Passámos
um fim-de-semana juntos em que me fizeste esquecer que eras o meu herói. Quando
acabou fiquei com dois heróis: com o Leonard Cohen das canções e com o Leonard
Cohen em carne e osso. Embebedámo-nos
com Bloody Marys e, a certa altura, tu reparaste que eu tinha a mania de
desdizer o que tinha acabado de dizer. Eu disse-te que era um tique português.
Primeiro afirma-se um disparate ou uma verdade. Depois continua-se “E, no
entanto…”
“And
yet!”, gritaste, “the two greatest words in any language!” Depois desataste a
dar exemplos. A uma mulher que te amava e queria casar contigo: “I love you…
AND YET… I cannot marry you this year”. Ao barman: “Bem sei que já bebi a minha
conta… AND YET… apetece-me outro Bloody Mary”.
Prometemos
escrever um ao outro. Quando eu falhei mandaste-me um telegrama com duas palavras
e três pontos: “AND YET…”
Depois
da notícia quase funerária no New Yorker fizeste questão de aparecer em Los
Angeles a dizer que, quando disseste que estavas pronto para morrer, estavas a
ser dramático. Fizeste-nos rir. Prometeste viver até aos 120 anos.
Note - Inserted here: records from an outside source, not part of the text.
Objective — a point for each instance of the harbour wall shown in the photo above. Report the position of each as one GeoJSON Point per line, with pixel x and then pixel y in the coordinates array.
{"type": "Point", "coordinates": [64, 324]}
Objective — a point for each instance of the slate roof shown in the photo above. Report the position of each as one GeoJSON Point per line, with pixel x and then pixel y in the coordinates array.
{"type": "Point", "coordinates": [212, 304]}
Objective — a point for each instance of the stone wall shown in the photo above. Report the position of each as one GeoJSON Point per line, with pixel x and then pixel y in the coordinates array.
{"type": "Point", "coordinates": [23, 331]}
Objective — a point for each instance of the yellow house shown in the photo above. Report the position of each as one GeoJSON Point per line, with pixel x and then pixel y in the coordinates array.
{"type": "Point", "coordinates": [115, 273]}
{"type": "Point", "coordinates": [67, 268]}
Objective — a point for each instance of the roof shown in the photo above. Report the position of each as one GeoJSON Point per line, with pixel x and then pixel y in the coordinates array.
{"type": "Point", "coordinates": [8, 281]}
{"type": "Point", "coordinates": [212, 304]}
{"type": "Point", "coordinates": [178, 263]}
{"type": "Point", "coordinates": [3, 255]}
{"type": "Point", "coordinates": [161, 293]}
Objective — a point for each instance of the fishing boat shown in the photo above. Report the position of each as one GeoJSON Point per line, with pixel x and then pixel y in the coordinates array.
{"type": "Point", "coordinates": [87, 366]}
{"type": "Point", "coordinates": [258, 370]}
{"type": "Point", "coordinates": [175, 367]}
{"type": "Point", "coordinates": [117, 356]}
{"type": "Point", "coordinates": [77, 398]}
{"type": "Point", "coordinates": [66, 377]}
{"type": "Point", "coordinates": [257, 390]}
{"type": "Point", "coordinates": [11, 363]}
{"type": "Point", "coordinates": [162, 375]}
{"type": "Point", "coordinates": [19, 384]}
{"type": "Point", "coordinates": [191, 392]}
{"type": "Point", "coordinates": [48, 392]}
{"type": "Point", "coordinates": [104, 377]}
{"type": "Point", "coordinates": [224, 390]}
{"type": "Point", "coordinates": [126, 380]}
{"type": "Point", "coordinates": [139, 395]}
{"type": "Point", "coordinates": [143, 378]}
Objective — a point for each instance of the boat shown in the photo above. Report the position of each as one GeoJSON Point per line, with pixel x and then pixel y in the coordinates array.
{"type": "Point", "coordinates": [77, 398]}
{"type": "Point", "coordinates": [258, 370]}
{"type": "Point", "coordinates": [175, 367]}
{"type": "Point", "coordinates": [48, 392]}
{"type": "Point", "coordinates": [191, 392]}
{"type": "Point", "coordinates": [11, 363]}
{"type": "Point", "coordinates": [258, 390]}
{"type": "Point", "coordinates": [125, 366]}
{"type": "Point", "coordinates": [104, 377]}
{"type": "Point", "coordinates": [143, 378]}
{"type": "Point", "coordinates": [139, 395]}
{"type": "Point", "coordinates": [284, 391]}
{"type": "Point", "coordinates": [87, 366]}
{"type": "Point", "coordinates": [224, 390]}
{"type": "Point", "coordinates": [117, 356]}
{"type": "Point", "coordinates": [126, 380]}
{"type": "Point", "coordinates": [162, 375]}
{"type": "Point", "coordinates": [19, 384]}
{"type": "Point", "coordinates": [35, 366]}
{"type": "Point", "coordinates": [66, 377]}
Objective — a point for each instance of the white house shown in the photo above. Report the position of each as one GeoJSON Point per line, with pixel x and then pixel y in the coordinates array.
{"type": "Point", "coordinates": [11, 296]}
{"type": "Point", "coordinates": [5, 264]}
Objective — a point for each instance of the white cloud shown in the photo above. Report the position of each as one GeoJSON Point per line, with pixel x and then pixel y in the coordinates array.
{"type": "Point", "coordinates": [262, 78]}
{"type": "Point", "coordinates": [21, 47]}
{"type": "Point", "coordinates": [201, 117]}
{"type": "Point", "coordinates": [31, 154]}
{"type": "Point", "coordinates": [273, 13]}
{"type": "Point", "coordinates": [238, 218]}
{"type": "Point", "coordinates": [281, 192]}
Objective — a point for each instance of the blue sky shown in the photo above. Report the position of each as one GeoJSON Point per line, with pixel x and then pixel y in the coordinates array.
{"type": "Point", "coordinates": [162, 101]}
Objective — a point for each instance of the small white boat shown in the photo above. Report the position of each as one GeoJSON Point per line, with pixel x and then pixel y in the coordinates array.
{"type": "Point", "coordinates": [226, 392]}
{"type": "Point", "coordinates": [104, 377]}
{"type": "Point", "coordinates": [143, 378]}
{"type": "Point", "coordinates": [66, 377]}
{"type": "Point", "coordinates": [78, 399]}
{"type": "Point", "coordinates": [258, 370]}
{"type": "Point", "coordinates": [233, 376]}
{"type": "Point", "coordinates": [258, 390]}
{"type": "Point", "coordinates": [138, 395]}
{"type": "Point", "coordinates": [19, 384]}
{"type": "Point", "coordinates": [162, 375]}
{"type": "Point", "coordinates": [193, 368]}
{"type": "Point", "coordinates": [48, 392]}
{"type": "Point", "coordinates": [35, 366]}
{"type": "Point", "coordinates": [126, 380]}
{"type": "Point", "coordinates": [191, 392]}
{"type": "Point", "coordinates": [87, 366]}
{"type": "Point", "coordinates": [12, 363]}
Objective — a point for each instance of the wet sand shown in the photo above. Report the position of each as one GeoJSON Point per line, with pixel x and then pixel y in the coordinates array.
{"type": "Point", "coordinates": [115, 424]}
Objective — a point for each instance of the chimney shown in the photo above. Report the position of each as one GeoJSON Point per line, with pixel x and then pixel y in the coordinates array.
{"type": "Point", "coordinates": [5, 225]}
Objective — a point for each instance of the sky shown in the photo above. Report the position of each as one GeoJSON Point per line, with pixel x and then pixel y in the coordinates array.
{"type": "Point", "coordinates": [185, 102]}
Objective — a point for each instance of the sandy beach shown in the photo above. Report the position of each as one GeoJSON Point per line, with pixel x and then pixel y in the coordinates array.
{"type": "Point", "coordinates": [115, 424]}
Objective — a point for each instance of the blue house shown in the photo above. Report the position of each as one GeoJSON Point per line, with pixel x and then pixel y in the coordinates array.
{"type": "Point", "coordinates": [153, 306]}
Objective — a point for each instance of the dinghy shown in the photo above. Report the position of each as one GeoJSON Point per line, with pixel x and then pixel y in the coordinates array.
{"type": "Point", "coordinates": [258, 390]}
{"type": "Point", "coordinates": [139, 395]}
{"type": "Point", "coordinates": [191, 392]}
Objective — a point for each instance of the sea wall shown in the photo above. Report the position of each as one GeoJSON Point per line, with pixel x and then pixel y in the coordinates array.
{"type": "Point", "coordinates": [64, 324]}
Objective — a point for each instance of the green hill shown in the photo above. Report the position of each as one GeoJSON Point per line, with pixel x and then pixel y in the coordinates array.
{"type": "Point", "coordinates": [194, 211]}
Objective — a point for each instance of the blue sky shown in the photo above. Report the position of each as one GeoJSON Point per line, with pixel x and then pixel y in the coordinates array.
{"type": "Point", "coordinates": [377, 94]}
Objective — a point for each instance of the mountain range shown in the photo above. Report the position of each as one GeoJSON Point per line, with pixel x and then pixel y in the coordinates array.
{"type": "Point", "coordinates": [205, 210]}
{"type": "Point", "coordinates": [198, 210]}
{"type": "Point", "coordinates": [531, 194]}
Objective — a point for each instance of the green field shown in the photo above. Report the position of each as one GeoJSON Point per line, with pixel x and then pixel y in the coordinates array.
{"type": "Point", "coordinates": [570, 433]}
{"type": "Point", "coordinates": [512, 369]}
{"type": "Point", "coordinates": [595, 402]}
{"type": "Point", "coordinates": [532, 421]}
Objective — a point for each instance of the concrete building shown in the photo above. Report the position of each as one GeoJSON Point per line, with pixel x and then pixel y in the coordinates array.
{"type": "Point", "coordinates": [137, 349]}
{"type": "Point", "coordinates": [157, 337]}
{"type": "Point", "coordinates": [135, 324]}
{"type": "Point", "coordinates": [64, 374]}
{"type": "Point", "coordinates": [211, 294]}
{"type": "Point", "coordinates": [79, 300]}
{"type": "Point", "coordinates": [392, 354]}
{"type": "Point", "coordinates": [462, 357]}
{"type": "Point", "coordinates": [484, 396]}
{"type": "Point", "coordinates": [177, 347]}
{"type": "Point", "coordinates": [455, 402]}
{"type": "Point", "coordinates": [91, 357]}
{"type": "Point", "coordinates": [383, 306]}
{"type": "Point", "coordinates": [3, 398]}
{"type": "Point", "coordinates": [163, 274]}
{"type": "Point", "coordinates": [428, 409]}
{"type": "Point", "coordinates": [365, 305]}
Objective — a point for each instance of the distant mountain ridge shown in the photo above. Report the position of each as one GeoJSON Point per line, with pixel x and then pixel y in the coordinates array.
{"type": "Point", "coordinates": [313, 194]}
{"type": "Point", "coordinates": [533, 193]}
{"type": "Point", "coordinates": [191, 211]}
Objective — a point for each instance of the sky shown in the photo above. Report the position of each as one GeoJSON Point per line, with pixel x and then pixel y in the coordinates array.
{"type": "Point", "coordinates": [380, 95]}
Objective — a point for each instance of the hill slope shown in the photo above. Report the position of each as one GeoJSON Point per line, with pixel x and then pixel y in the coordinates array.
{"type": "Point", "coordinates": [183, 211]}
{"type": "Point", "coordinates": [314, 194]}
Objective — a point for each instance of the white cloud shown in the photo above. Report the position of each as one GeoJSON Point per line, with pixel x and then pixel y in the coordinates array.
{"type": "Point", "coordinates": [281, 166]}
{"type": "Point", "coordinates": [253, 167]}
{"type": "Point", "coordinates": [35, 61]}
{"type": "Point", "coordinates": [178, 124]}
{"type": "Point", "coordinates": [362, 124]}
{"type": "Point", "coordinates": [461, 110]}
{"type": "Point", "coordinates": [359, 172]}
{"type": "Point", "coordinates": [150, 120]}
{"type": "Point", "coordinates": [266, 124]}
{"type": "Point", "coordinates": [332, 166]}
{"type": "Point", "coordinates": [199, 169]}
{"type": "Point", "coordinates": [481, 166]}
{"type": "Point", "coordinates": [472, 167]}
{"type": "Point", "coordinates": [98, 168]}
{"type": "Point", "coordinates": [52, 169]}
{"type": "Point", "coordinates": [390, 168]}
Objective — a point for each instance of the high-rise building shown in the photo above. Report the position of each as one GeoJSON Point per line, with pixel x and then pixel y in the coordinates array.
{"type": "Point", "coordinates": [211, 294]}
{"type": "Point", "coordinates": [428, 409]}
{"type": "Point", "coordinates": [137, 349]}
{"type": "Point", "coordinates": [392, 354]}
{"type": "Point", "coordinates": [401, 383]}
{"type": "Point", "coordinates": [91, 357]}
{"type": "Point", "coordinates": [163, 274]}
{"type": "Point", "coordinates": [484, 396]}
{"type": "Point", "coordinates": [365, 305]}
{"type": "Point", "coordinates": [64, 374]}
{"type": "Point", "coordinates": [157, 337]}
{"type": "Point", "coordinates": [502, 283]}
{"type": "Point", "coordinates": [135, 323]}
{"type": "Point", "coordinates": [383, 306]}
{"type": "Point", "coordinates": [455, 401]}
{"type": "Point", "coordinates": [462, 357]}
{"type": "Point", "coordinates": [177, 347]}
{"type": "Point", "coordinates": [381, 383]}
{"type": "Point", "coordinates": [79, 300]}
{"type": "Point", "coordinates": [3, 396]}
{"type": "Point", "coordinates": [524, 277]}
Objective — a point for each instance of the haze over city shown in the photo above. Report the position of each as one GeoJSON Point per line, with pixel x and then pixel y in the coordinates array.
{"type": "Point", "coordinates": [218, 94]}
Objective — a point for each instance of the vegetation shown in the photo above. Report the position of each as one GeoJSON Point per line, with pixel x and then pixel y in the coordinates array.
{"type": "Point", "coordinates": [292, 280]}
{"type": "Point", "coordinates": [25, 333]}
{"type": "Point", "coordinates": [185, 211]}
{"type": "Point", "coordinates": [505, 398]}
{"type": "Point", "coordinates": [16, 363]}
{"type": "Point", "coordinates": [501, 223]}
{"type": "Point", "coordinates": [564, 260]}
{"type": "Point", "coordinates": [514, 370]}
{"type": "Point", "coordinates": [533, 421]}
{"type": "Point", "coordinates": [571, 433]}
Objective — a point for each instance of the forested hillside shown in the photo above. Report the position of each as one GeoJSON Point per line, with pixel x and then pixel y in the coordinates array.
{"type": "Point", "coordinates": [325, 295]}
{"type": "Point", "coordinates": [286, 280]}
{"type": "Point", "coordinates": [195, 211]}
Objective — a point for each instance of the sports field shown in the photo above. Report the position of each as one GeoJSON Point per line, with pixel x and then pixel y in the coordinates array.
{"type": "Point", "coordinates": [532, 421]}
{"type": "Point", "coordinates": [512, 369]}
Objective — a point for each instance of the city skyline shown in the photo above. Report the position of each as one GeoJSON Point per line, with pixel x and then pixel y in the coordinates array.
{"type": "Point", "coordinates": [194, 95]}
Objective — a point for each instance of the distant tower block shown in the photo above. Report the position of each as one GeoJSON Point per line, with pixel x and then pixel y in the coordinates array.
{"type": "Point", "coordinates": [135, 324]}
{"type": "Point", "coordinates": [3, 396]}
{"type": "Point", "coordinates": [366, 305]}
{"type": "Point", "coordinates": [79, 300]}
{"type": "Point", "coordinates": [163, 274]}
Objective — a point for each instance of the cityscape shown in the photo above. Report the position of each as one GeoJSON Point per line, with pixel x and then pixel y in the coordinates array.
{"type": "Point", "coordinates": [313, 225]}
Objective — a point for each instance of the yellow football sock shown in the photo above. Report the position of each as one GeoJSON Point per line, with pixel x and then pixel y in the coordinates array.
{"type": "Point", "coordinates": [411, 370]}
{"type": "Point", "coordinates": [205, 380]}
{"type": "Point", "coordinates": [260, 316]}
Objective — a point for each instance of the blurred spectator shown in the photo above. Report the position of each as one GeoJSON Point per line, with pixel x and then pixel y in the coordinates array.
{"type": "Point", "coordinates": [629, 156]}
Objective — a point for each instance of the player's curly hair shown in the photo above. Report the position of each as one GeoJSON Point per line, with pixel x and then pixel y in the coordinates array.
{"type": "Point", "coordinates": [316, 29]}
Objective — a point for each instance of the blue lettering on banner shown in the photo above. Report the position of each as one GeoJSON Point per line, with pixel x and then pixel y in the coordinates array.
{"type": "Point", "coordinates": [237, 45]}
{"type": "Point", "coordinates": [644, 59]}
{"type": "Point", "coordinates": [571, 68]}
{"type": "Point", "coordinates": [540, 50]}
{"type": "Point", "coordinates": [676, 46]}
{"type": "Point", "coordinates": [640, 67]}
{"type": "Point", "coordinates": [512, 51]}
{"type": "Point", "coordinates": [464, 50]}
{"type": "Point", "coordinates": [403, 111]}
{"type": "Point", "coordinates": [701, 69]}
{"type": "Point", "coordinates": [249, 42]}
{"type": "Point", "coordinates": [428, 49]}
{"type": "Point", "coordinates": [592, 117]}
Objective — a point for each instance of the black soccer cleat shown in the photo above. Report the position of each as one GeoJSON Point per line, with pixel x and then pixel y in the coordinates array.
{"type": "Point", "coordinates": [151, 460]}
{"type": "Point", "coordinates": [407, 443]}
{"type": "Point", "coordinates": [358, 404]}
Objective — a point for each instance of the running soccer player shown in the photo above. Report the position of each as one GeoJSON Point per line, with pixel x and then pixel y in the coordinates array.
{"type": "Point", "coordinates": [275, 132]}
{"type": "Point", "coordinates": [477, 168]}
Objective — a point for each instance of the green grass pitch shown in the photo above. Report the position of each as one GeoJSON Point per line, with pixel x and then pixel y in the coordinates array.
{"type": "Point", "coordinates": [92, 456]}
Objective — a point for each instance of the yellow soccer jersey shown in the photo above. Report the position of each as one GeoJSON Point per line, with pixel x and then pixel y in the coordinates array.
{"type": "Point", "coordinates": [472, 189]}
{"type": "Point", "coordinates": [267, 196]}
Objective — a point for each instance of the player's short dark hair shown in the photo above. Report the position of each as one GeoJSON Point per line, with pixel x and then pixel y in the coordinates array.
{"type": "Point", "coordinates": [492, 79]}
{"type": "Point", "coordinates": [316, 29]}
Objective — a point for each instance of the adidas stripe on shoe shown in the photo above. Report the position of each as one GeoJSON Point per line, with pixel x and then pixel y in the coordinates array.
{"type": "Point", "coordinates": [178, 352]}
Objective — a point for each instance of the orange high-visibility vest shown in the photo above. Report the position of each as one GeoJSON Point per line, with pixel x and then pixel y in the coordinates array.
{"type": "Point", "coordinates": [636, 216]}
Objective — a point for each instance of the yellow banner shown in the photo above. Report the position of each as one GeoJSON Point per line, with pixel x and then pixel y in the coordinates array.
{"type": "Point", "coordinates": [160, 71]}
Prometeste-nos mais dois álbuns de canções.
Mentiroso!
Sempre foste o mais sublime dos mentirosos. Nem era preciso mentires: eu
julgava que ias viver para sempre, como sempre tinhas vivido. Agora morreste e
obrigas-me a escrever estas palavras lavadas em lágrimas. AND YET… E, no
entanto, tiveste uma vida feliz. Fizeste o que querias. Amaste e foste amado.
Trabalhaste nas canções mais bonitas e elevadas do nosso tempo. Já há mais de
60 anos que andaste a falar com Deus, a preparar o teu caminho. Foste um pecador
de primeira AND YET… E, no entanto, algo me diz que vais ser muito bem recebido
no reino dos céus, se fôr para aí que combinaste ir.
Deixaste-nos.
Avisaste muitas vezes que nos ias deixar. Deixar tornou-se a tua especialidade.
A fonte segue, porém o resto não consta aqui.